III
Thoroughly tired out, and with a guardian angel on the mat at his bedside, in the shape of a long brown body which sought fresh ease in an occasional sprawl, and flopped a responsive tail each time he dropped a friendly pat on to its head in the dark—Graeme looked confidently for a sound night's rest.
He fell asleep indeed at once, but woke with a start sometime in the night, with the impression of a sound in his ears.
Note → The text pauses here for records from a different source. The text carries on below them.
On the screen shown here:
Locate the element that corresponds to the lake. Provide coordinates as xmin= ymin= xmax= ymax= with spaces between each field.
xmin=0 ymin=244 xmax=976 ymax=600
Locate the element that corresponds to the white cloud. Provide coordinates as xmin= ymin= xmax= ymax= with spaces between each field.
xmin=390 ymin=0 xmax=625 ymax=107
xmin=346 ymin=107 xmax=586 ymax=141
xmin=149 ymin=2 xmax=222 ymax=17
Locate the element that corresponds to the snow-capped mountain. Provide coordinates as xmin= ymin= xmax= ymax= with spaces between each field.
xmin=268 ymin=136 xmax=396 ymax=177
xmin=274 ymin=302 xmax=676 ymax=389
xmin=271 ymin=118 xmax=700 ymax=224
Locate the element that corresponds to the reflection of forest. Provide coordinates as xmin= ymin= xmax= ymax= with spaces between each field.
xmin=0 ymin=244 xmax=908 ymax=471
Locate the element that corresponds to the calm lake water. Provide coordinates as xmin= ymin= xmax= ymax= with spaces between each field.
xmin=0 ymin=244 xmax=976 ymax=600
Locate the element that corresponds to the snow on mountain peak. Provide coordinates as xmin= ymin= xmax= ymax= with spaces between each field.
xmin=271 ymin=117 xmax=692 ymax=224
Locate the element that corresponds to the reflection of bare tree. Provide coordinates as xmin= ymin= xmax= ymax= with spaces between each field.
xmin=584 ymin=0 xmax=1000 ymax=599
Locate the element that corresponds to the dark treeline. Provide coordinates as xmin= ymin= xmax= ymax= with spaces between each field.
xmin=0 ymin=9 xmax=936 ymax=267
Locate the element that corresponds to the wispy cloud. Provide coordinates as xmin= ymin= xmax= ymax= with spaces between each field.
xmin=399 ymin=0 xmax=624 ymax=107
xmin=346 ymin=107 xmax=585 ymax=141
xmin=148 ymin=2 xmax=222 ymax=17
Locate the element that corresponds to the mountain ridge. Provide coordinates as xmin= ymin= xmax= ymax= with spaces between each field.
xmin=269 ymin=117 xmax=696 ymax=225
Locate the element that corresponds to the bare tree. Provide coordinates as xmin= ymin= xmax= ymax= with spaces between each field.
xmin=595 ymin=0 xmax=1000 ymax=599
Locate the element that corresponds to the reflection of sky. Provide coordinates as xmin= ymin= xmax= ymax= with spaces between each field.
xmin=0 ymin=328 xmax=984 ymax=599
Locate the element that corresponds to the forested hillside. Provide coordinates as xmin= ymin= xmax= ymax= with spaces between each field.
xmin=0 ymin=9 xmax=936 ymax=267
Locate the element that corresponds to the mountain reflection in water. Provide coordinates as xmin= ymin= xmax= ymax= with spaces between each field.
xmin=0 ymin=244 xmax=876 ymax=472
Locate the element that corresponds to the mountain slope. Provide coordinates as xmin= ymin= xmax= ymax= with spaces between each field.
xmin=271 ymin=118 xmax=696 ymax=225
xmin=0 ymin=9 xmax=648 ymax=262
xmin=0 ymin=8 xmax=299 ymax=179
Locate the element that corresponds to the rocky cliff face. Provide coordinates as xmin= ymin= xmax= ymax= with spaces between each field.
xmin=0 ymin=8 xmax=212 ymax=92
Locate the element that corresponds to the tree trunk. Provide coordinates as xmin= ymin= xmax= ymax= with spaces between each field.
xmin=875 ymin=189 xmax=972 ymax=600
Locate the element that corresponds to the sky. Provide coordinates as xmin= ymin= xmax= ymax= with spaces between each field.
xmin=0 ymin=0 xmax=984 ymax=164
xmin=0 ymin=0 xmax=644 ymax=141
Had he really heard something? Or was it only the tail-end of a dream? Wood-lined houses talk in the night. Was it only the pitch pine whispering of the old free days in the scented woods? He could not be sure, so he lay still and listened.
And as he waited, it came again—a low, wailing cry, long-drawn and somewhat curdling to the blood.
Outside or inside? He could not be sure.
Cats? Cats can do wonders in the way of uncanny noises, but somehow this did not sound like cats. There was something human, or inhuman, in it, and his door suddenly shook as though something tried to get in.
He bethought him to feel for Punch. But his hand fell on space, and as he struck a match to see the time and what had become of his companion, the church bell tolled one dismal stroke, and he saw Punch standing like a bronze statue at the door, with his nose down at the crack, his tail on the droop, and every hair apparently on the bristle.
At the glow of the match the drooping tail gave one slow swing, but he did not look round.
Graeme struck another match, and lit his candle, and jumped into his shoes.
"What is it, old fellow?" And Punch scraped furiously at the door again, and so explained that part of the matter.
There came a sudden scuffling fall against the door. Punch rasped at it with his front feet in strenuous silence. If he had been able to give voice it would have been a relief to both of them. His mute anxiety added to the weirdness of the proceedings, and Graeme experienced a novel creeping about the nape of the neck.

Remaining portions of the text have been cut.